National / Politics | ANALYSIS

Casino bribery arrest is blow for Abe's post-Tokyo Olympics growth strategy

JIJI, Kyodo

The arrest Wednesday of a former state minister in charge of the government’s policy on integrated casino resorts has brought about another scandal for the administration of Prime Minister Shinzo Abe and dealt a blow to one of the key aspects of the ruling party’s economic growth strategy.

House of Representatives lawmaker Tsukasa Akimoto, 48, of Abe’s ruling Liberal Democratic Party, was apprehended on suspicion of receiving ¥3.7 million in bribes from Chinese gambling operator 500.com Ltd.

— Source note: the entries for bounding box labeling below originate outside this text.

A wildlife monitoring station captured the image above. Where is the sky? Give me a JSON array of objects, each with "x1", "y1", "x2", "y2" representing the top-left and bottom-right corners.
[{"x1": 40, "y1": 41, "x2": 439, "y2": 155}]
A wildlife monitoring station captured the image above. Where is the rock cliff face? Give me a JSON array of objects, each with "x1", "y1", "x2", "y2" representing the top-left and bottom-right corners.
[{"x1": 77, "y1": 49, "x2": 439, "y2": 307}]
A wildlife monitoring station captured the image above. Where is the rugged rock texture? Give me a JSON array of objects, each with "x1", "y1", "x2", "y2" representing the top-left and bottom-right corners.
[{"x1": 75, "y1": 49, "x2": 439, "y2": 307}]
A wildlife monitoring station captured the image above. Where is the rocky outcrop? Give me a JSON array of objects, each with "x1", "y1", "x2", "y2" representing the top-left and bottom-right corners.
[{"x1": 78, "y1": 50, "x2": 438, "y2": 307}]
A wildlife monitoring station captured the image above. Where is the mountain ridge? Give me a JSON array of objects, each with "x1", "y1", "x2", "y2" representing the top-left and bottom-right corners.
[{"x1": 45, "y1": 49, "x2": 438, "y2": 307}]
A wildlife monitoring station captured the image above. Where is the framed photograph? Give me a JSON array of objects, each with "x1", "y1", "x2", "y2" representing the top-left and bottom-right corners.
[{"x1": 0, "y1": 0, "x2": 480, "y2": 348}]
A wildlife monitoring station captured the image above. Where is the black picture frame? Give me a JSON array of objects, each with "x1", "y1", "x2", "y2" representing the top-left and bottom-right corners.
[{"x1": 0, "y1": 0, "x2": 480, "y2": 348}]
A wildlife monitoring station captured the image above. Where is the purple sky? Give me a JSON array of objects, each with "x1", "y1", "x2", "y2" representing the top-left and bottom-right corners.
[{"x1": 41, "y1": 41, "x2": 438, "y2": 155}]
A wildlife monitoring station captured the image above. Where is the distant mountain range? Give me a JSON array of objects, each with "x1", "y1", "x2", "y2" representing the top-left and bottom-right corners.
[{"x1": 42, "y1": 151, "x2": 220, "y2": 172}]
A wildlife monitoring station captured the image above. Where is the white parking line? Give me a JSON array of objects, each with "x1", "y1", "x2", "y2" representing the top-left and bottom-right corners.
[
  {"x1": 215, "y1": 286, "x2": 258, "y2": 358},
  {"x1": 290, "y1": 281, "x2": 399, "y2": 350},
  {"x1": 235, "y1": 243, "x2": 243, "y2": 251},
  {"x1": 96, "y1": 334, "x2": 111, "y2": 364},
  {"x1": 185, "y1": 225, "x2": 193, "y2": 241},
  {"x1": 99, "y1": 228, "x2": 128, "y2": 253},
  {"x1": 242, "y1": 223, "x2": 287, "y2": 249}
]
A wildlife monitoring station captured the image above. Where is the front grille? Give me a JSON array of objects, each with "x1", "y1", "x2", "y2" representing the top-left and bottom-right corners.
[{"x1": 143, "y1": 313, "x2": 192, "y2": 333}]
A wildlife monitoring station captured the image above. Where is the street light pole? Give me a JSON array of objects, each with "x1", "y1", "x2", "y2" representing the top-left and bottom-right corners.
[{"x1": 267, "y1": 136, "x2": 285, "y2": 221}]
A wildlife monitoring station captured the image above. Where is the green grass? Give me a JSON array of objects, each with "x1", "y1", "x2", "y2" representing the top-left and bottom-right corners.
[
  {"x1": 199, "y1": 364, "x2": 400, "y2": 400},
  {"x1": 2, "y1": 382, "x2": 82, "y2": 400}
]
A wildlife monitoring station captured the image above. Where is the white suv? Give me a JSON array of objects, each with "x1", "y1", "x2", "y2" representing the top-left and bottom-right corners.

Sources familiar with the matter said Thursday that he is suspected of receiving ¥3 million in cash from the Chinese gambling operator on Sept. 28, 2017, the day the Lower House was dissolved for a snap election, as support for his election campaign.

Prosecutors allege Akimoto, who had been working as a member of the Diet’s suprapartisan integrated resort promotion group launched in 2010, traveled to Hokkaido in February last year at the invitation of the Chinese firm and that expenses for the trip, amounting to around ¥700,000, were provided by the company.

The Diet enacted an integrated resort promotion law in December 2016, after the legislation cleared a related Lower House committee chaired by Akimoto, despite concerns about a possible rise in gambling addiction among the public and the potential for money to be laundered through casinos.

Akimoto served in the state minister position from August 2017 through September this year. The integrated resort implementation law was enacted in July 2018.

In published materials from June 2018, Akimoto voiced his eagerness to realize resorts that highlight Japanese culture and utilize casino revenue to allow visitors to enjoy entertainment with midlevel costs.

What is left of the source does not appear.